Alaska Airlines executives expect business travel demand to return to only half of pre-pandemic levels by the end of the year, but they also expect gain market share during the recovery.
Following similar comments from executives at United Airlines and Delta Air Lines, Alaska executives in a call for results on Tuesday said they expected a recovery later this year, driven by “demand. substantial repressed ”on the leisure side. Conversations with their corporate clients, however, indicate that business travel is expected to be 50% of normal levels by the end of 2021, said Alaska Airlines Chairman Ben Minicucci, who will succeed CEO Brad Tilden at the end of the month. March.
Along with a successful vaccine rollout, due diligence considerations could also slow down companies’ return to travel, and companies will likely operate on tight budgets early in the recovery, said executive vice president and chief commercial officer Andrew Harrison. Business travel levels in the fourth quarter of 2020 were around 15% of their usual levels, according to Minicucci, a similar level reported by other U.S. carriers. Alaska has seen some growth in demand in certain segments where it has an advantage over other carriers – the fishing and petroleum industries in Alaska, for example – and small businesses “that do quite a bit of travel. “But big companies like Microsoft and Amazon are maintaining” strict no-move policies, “Harrison said.
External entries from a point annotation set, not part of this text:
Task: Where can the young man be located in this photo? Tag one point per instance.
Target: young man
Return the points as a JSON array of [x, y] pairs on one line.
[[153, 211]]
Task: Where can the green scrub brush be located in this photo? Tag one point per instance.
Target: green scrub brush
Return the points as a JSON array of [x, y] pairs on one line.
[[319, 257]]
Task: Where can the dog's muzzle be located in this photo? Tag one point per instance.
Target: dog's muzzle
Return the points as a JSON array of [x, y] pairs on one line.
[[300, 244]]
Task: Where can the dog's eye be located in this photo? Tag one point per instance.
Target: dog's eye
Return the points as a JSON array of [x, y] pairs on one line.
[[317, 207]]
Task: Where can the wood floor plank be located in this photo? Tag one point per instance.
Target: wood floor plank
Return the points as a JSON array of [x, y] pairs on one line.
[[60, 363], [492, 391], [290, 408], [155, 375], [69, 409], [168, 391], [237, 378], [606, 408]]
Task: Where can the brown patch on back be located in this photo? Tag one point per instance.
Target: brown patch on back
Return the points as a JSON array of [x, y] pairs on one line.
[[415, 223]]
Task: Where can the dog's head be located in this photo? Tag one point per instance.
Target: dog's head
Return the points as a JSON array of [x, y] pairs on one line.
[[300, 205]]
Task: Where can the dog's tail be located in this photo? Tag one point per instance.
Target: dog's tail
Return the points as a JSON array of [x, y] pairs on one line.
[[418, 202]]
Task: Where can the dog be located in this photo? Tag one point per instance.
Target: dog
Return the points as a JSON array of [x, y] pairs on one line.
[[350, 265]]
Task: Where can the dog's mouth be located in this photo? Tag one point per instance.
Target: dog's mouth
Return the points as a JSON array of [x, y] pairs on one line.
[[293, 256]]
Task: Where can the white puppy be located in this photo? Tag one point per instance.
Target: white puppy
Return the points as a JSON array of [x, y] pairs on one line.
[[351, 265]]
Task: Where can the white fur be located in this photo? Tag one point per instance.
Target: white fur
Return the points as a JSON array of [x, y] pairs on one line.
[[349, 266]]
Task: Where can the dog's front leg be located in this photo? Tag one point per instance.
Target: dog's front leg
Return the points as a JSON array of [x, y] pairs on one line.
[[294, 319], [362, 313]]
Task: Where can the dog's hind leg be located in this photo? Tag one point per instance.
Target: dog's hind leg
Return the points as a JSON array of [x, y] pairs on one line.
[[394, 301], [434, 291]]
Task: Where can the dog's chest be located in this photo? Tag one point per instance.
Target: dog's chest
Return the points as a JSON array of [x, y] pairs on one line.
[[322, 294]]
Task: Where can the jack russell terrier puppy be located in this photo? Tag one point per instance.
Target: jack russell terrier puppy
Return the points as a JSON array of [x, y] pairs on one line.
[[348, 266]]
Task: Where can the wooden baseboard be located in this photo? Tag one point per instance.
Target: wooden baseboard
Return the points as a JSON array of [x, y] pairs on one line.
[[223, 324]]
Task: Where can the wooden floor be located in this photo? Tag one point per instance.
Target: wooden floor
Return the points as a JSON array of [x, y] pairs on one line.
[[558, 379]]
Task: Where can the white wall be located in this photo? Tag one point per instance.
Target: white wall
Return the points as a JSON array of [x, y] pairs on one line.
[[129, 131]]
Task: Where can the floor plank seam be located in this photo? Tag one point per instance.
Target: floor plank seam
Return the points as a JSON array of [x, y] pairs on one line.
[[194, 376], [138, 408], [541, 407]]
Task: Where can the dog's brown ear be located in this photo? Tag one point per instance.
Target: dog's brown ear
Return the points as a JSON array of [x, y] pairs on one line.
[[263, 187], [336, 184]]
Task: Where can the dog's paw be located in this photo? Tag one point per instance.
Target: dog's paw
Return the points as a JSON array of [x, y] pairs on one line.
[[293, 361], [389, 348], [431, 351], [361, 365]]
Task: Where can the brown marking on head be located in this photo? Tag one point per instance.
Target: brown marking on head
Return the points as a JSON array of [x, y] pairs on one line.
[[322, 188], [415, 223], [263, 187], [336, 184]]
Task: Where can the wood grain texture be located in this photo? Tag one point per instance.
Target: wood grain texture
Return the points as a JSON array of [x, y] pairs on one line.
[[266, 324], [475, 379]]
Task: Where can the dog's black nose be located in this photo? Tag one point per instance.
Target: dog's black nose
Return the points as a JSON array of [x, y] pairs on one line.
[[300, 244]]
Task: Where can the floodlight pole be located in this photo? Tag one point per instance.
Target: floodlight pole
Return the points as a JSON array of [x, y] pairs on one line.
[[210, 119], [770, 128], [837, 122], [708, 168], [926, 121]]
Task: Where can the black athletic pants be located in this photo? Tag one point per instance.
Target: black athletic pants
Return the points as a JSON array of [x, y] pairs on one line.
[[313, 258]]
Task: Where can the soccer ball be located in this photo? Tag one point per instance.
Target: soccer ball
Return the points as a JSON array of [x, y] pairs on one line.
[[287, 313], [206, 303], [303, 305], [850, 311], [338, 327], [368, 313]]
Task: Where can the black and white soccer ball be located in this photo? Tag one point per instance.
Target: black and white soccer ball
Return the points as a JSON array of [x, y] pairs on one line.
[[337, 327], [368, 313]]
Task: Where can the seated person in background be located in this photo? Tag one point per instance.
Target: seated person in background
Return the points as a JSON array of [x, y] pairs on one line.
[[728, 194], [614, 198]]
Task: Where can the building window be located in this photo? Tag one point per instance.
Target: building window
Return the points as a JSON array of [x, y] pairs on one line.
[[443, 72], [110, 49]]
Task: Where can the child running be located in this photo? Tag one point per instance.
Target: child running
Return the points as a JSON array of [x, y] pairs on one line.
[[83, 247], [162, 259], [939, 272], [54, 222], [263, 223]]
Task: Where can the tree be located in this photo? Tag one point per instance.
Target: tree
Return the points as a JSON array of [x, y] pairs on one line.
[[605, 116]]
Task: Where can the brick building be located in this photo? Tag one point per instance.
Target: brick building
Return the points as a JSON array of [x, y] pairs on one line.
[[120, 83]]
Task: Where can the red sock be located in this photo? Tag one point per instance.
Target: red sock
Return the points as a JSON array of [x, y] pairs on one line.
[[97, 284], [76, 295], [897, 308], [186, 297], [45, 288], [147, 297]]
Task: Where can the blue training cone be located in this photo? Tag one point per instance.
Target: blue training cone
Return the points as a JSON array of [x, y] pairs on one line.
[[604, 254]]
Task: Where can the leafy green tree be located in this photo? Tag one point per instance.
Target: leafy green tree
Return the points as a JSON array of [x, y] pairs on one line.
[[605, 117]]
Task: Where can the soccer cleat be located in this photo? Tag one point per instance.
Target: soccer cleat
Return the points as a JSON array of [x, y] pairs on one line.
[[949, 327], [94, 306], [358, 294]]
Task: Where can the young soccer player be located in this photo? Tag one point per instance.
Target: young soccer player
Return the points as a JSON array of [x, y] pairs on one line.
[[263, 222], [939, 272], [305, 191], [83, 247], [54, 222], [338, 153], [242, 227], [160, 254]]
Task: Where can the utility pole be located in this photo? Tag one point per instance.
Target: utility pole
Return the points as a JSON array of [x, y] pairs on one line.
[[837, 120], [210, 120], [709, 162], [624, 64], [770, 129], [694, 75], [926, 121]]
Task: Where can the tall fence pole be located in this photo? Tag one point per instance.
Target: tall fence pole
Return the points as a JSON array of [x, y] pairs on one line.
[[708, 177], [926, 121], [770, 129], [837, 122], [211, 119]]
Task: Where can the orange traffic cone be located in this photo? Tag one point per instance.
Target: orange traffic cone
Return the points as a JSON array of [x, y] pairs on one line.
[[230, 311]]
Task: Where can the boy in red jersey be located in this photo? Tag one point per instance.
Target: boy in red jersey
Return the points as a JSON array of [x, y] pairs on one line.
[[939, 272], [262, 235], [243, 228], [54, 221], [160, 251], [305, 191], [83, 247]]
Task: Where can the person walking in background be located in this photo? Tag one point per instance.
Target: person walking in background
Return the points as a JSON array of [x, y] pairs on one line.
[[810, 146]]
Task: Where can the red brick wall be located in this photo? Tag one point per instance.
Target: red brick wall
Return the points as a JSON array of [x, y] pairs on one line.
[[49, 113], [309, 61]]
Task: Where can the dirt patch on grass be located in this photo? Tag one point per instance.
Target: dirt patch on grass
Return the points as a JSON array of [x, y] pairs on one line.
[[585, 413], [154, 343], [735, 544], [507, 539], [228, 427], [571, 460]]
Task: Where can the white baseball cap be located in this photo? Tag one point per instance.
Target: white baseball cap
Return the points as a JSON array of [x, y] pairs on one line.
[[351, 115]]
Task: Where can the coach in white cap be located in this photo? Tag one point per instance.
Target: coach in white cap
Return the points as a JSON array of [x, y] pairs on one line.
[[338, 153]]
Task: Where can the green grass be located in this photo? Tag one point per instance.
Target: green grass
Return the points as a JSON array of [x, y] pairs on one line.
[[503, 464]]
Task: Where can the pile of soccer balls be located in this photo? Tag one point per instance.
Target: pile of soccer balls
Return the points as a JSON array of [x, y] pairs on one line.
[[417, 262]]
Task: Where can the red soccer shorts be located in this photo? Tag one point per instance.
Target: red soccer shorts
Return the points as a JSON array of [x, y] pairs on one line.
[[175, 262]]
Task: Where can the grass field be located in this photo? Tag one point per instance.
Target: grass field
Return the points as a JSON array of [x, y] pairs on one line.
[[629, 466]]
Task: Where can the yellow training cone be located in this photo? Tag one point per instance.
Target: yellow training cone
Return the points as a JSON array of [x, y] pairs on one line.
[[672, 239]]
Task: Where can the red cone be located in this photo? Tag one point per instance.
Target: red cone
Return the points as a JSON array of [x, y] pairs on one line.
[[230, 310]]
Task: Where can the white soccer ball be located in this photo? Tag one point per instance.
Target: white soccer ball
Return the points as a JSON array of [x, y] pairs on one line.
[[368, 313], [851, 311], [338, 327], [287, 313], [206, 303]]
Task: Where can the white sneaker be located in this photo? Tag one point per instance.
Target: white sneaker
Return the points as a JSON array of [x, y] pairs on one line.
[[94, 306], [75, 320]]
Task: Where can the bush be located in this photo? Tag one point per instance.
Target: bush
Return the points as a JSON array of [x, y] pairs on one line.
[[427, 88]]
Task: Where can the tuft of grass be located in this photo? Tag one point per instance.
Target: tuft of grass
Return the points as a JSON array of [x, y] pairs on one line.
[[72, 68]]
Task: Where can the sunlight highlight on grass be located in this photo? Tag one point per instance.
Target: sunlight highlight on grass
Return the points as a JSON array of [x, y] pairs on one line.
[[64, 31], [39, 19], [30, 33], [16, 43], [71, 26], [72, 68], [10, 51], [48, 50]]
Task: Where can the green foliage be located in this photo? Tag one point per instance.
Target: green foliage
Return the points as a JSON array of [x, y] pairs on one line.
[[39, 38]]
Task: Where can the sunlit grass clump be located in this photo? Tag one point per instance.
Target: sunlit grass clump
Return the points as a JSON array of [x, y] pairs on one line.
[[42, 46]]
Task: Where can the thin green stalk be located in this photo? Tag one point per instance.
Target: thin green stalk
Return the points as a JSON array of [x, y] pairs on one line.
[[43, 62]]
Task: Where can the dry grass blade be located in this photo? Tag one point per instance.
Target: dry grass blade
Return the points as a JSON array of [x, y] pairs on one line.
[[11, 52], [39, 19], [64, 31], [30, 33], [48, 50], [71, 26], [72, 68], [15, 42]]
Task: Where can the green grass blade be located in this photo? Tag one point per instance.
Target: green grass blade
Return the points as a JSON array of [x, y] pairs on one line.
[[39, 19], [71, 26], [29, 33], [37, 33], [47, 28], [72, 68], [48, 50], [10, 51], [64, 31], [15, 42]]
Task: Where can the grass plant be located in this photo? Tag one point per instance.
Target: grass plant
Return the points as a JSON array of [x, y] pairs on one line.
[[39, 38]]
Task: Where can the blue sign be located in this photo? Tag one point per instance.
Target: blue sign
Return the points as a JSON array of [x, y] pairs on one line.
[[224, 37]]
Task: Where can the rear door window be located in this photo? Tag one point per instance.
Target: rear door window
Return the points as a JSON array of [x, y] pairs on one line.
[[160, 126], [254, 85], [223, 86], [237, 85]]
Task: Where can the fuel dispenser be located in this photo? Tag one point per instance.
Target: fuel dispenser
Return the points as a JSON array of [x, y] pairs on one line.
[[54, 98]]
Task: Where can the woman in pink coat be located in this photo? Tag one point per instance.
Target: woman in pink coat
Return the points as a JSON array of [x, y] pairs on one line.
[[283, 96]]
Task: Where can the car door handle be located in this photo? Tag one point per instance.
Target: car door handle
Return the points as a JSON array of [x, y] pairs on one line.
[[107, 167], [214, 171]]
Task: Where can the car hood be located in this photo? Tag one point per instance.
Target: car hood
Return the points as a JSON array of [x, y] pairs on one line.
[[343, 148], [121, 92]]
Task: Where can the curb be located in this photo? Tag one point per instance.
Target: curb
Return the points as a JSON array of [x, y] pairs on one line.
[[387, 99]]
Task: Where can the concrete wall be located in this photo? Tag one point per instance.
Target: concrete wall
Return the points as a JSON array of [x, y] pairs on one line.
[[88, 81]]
In the meantime, however, Alaska’s sales teams are struggling to gain new customers, leveraging its new partnership with American Airlines and the upcoming entry into the Oneworld alliance.
“By working with America Airlines and Oneworld as a global partner, we see a very solid and strong interest in new contracts, in terms of network and utilities we can provide corporate contracts,” said Harrison. “We are very optimistic about the increase in the share of business travel.”
For the fourth quarter, Alaska passenger revenue fell 68% year-over-year to $ 657 million, and total operating revenue fell 64% to $ 808 million. The carrier’s average daily bookings have increased since being blocked in November, when cases of Covid-19 in the United States started to accelerate and local restrictions in several areas were tightened, Minicucci said. Even so, he expects the carrier to “stand still” until a significant portion of the population has been vaccinated.
This month Alaska also began the process of unlocking the middle seats, although that shouldn’t make a substantial difference given the low load factors at the moment, Minicucci said. Alaska will leave the middle seats stranded in premium cabins until May 31, not for security reasons, but as an added benefit for travelers booking premium cabins, especially since business travel remain on the decline, he said.
For the fourth quarter, Alaska recorded a net loss of $ 430 million, compared to net income of $ 181 million in the fourth quarter of 2019. For the full year, Alaska’s net loss was $ 1.3 billion.